ただ、この構造はアマゾンにとっては当然の帰結だと思います。自分がアマゾンであれば、タブレット端末でAppleやGoogleにコンテンツ販売を牛耳られ、他社に商売の運命を左右される未来はまさに悪夢です。音楽にしろ、アプリにしろ、電子書籍にしろ、Googleにお伺いを立て、Googleの利害に反することはできず、一方的にOS開発打ち切りといった状況にさらされるリスクのある選択は取り得る選択肢ではなく、そのような他社に従属するビジネスモデルではなく、自身で自分の運命をコントロールできる方法がないかと思うのは非常に自然なことです。だから、オープンになった古いAndroidOSを使って、Googleが関与しない形で、Google関連のソフトウェアのインストールを排したGoogleフリーのタブレットをアマゾンは開発したのだろうと推測します。

このような足元状況を踏まえて、いつものように自分勝手に、タブレット市場について将来を予想すると、ハイエンドのiPadとローエンドの中華系タブレットの現状から、ローエンド側は中華系格安タブレットからアマゾン等のコンテンツ紐付きタブレット業者のタブレットに移行していく可能性が高いと考えています。

結局、HTCとかサムソンとかモトローラ等の既存のスマートフォンでのビッグプレーヤーは、ハイエンドでもローエンドでも、タブレット市場では確固たる場所を確保するのが非常に難しいと思います。

ただし、これは、タブレット市場に限った話ではなく、MP3プレーヤーですでに起こったようなことがタブレット市場でも起こるだけだと思います。MP3プレーヤーでは結局、AppleのiPodとiPod Touchが市場を占拠しており、日本ではかろうじてSonyがローエンドを数で確保していて、あとは質に劣る韓国等のその他プレイヤー群がなんとか息をしているといった極端な市場状況です。また、これはMP3プレイヤーや、現在および将来のタブレット市場でのみ起こることだとは、当方は考えていません。スマートフォンの世界でも、HTCやサムソンといったAndroidOS系のメジャープレーヤーも、中国等の格安スマートフォンに押されて将来、劣勢になっていくと当方は予想しています。実はHTCの第4Qの会社の売上予測自体も、市場の事前予測を割り込んでいるというニュースが最近ありました。(日本語訳された記事は確認していませんが)

構造上、同じOSを使用するのであれば、一定品質水準を確保できる端末をもっとも安く製造できる業者が市場支配するようになっていくだろうことは明らかですから、スマートフォンでこの動きがいずれ起こるだろうと考えていましたが、足元ではUS記事でこの兆候が見え始めているという状況だと思います。

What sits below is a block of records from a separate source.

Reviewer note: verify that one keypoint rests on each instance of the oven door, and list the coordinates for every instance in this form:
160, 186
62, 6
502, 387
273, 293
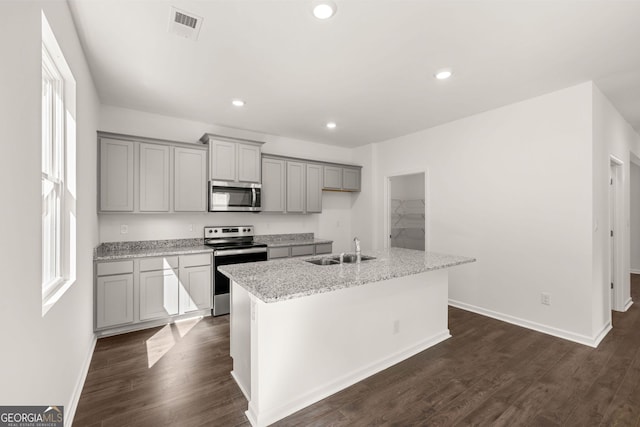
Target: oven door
230, 197
221, 283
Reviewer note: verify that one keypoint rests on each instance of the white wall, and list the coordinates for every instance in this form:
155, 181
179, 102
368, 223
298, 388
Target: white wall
333, 223
513, 188
634, 190
42, 358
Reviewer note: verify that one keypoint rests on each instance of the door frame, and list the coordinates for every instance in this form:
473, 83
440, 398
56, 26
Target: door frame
387, 206
616, 250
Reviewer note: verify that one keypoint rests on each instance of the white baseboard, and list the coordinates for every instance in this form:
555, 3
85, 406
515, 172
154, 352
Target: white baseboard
549, 330
70, 409
242, 389
268, 417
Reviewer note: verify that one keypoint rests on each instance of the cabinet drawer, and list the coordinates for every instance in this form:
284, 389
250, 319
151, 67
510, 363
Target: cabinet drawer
158, 263
118, 267
324, 248
282, 252
302, 250
195, 260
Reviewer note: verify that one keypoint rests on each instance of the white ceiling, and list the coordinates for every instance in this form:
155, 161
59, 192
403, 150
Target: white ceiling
369, 68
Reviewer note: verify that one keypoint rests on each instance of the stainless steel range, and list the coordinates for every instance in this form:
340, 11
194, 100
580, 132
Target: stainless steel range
232, 245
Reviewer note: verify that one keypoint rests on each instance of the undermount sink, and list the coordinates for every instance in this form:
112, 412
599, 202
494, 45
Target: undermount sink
347, 259
352, 258
323, 261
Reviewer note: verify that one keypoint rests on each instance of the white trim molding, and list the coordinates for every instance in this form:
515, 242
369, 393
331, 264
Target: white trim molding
549, 330
71, 408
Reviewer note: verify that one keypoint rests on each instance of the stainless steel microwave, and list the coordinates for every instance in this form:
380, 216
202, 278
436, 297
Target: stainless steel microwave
234, 196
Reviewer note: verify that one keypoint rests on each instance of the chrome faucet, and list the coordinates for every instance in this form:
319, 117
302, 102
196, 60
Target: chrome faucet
356, 241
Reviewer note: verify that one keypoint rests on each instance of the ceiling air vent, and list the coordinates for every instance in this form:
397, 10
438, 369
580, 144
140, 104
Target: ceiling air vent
184, 24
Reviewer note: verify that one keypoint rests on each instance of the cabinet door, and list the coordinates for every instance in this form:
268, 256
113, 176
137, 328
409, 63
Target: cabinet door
223, 160
273, 185
190, 180
314, 188
295, 187
116, 175
114, 300
158, 294
195, 288
248, 163
351, 179
154, 178
332, 179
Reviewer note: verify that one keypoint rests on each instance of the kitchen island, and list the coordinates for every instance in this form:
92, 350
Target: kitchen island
301, 332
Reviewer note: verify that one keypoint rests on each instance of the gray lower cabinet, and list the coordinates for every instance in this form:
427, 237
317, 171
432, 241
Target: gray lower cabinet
114, 294
135, 294
299, 250
195, 292
158, 294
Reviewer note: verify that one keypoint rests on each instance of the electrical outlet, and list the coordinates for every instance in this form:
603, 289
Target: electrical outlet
545, 298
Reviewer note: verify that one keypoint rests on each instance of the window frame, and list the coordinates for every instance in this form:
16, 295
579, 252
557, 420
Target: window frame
58, 172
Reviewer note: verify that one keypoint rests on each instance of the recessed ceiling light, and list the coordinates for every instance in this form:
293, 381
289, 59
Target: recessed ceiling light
443, 74
324, 9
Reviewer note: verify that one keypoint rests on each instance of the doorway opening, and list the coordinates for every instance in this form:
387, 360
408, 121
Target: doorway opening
407, 208
615, 233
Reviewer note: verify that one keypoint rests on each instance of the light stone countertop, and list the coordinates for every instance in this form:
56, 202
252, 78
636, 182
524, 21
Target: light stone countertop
278, 280
149, 248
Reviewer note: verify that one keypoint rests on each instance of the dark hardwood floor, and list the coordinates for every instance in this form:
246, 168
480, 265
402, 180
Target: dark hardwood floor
488, 373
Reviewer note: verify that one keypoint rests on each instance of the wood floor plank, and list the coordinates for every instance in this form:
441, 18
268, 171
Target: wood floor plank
489, 373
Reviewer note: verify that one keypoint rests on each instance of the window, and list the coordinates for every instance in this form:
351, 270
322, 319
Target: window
58, 171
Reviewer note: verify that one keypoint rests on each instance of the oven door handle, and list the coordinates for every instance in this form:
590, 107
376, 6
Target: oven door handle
227, 252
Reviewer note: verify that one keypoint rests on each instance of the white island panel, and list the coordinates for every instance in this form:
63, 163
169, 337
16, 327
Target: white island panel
290, 354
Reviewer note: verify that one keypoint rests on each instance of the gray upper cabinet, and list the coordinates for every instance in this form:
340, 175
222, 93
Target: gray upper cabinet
116, 175
223, 160
233, 159
342, 178
332, 178
154, 178
296, 172
190, 180
274, 185
248, 162
143, 175
314, 188
351, 179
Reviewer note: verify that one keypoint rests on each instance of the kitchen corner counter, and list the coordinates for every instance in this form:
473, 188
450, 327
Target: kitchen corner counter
149, 248
279, 280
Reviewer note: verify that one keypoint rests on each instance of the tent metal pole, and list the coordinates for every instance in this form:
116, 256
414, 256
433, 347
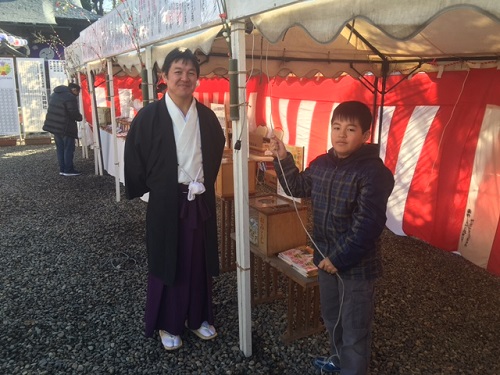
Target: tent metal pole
374, 110
95, 126
111, 86
240, 180
385, 72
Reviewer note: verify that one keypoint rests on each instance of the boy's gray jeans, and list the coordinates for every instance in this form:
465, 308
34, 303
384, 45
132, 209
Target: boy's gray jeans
350, 337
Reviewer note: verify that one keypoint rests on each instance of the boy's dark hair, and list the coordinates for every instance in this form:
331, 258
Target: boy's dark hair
183, 54
72, 86
354, 110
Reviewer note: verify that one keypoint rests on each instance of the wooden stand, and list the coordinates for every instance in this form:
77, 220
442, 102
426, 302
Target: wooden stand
303, 315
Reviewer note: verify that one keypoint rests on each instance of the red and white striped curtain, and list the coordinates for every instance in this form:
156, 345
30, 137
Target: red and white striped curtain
440, 136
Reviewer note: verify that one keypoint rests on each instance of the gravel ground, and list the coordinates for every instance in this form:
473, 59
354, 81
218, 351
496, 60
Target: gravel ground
73, 281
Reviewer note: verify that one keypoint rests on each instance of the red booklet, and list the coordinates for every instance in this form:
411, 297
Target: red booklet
301, 259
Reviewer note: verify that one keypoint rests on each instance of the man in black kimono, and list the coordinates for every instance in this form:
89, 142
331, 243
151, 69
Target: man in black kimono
173, 151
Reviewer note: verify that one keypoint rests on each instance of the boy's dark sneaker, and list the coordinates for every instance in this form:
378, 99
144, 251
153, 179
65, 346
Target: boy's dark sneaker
326, 365
72, 173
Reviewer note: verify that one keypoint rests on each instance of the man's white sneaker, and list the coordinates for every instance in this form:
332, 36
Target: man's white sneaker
170, 342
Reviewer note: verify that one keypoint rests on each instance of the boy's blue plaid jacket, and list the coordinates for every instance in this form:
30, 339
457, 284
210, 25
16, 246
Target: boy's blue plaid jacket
349, 200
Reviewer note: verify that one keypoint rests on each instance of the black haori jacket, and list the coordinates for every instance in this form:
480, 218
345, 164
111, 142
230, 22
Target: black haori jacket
62, 113
151, 166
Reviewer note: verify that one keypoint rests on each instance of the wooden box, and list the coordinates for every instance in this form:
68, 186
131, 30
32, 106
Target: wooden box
275, 225
271, 179
259, 145
224, 185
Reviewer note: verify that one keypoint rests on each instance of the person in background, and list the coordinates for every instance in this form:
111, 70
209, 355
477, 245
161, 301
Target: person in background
349, 188
174, 151
61, 118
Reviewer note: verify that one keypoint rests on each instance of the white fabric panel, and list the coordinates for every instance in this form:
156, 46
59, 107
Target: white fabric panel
130, 60
304, 123
57, 73
9, 120
201, 40
33, 93
483, 206
252, 100
414, 138
108, 154
282, 110
388, 112
324, 19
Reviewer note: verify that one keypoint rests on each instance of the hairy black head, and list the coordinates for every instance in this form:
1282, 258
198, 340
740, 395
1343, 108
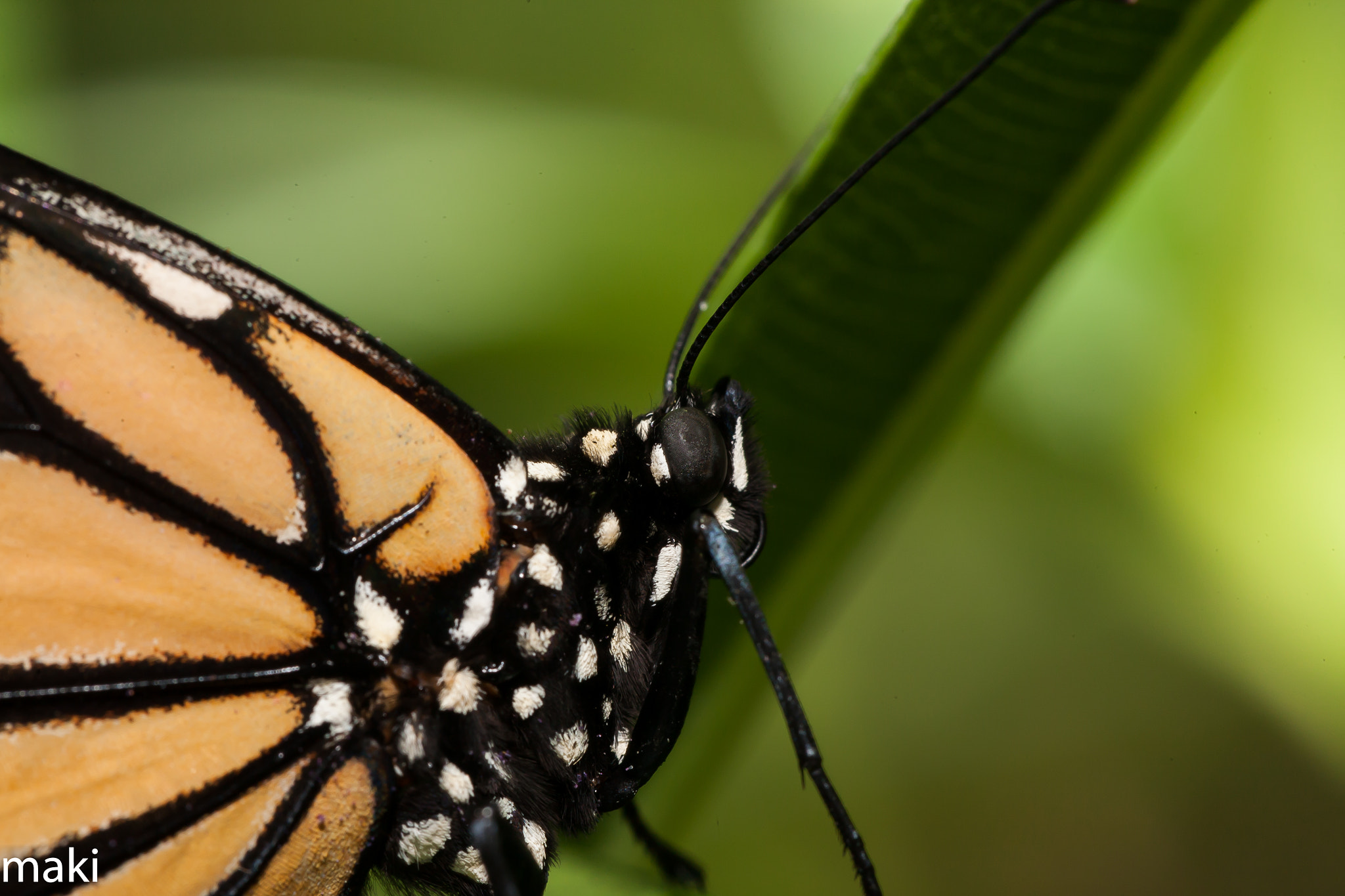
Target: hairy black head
695, 453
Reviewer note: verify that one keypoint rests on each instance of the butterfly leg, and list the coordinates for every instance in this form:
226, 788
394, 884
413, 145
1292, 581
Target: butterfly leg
676, 867
805, 744
509, 864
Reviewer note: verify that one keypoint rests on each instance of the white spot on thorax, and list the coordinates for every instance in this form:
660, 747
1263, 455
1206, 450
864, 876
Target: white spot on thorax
470, 863
458, 688
477, 613
722, 512
512, 480
585, 666
659, 465
545, 472
665, 571
533, 641
739, 459
621, 644
544, 568
332, 708
377, 621
622, 743
536, 839
422, 840
191, 297
608, 531
529, 700
604, 605
410, 740
572, 743
599, 446
456, 784
496, 763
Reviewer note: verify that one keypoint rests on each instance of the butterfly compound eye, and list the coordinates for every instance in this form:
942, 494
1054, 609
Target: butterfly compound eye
697, 458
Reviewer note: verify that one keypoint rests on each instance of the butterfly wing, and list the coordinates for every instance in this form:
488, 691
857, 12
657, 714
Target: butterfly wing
201, 473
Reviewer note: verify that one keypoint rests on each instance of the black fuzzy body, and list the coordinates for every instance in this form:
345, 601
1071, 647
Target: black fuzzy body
611, 625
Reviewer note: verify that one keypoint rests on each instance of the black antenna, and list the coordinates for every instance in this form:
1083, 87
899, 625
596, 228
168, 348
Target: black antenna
1039, 12
731, 255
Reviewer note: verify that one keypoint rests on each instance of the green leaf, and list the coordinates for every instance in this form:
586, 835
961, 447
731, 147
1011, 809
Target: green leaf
864, 340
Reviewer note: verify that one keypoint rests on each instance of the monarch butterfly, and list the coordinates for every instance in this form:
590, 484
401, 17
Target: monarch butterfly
331, 617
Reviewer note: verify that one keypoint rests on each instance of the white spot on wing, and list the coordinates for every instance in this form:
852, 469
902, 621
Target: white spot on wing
533, 641
295, 524
665, 571
585, 666
470, 863
191, 297
377, 621
544, 568
659, 465
422, 840
477, 613
722, 512
599, 446
608, 531
545, 472
332, 708
572, 743
621, 644
622, 743
739, 458
529, 700
512, 480
456, 784
458, 688
536, 840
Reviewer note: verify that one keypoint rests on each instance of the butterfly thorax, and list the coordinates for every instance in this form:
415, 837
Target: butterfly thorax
595, 581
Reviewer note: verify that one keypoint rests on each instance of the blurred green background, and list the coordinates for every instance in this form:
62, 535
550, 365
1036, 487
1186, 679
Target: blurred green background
1098, 647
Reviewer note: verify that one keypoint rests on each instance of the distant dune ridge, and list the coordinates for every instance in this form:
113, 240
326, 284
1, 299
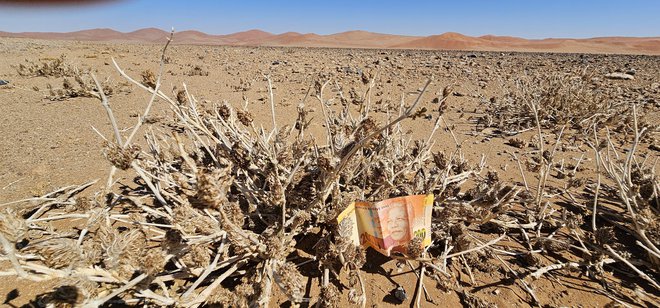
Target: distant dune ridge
365, 39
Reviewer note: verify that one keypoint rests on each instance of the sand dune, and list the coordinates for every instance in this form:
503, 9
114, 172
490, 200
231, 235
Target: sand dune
365, 39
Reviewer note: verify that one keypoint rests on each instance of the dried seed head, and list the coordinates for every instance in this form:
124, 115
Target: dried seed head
121, 157
212, 187
181, 97
415, 248
290, 280
224, 112
244, 117
329, 297
173, 241
148, 79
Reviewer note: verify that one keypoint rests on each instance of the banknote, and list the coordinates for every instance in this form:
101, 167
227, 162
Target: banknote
389, 225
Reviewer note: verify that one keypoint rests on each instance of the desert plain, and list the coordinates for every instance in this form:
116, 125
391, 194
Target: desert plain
478, 109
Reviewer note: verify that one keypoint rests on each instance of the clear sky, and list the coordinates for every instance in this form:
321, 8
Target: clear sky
523, 18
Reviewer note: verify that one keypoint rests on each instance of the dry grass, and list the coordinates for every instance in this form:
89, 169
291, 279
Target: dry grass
223, 204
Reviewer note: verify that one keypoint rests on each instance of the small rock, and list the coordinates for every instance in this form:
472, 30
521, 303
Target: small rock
400, 294
620, 76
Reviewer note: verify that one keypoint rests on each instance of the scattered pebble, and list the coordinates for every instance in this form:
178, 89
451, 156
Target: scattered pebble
620, 76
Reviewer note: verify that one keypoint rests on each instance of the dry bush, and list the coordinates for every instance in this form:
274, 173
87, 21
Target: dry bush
222, 207
56, 67
197, 71
83, 86
562, 99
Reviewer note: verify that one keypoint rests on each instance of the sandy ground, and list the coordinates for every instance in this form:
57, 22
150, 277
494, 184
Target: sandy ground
48, 144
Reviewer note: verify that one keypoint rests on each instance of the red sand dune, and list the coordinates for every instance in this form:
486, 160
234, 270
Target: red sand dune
364, 39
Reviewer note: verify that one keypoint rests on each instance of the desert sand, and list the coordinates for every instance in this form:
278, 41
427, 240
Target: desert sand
48, 141
365, 39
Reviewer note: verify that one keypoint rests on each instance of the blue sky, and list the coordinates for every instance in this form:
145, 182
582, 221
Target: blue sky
523, 18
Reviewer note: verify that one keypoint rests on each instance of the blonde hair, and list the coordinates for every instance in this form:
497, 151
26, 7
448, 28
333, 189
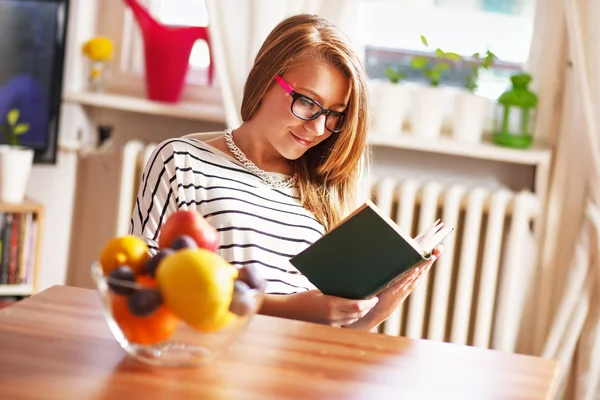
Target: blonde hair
327, 174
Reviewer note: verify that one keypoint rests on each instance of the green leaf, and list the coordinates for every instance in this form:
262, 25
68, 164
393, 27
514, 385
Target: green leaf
13, 116
453, 56
442, 66
21, 129
419, 62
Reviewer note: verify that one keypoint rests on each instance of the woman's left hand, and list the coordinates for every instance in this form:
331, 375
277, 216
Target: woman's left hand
393, 296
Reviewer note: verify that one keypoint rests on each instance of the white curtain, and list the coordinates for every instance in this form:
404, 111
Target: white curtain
569, 301
238, 28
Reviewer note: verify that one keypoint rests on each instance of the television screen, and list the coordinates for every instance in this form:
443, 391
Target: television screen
32, 39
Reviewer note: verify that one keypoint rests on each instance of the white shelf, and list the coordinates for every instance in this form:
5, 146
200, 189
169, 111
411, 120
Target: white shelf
16, 290
484, 151
184, 110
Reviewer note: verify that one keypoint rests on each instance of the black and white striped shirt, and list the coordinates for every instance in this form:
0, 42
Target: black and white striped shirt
257, 224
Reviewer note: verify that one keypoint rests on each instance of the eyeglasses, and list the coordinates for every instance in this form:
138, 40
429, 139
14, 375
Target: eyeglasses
308, 109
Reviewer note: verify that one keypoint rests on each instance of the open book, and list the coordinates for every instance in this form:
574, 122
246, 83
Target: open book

タブレットの話に戻りますが、このアマゾンの動きは、GoogleとAndroidを使用したタブレット端末製造業者にとっては、ある意味死活問題であって、アマゾンが成功すればするほど、Googleのタブレット構想が崩壊するリスクが高まります。最新のOSを開発しても、その最新のOSがのったタブレットは売れず、型落ちとなったオープンの古いOSベースでアマゾンがタブレット商売を行い、GoogleがOS開発を頑張れば頑張るほど、アマゾンに広告収入、アプリ収入、音楽収入、電子書籍収入を持っていかれてなすすべなしとすれば、OSのタブレット対応を頑張っていくインセンティブがGoogleから失われるはずです。

順当に考えれば、この方向に物事が進むとすると、いずれアマゾンはタブレット用の独自OSでタブレットを開発することが必要になると思います。そこまで考えているからこそ、アマゾンは今、HPが捨てたPalmOSを拾うことを検討しているのだろうと思います。

タブレット市場も、あいかわらず将来予測したくなる面白い足元の展開です。

ところで、日本のスマートフォン市場ですが、ドコモはどこでギブアップするのでしょうか。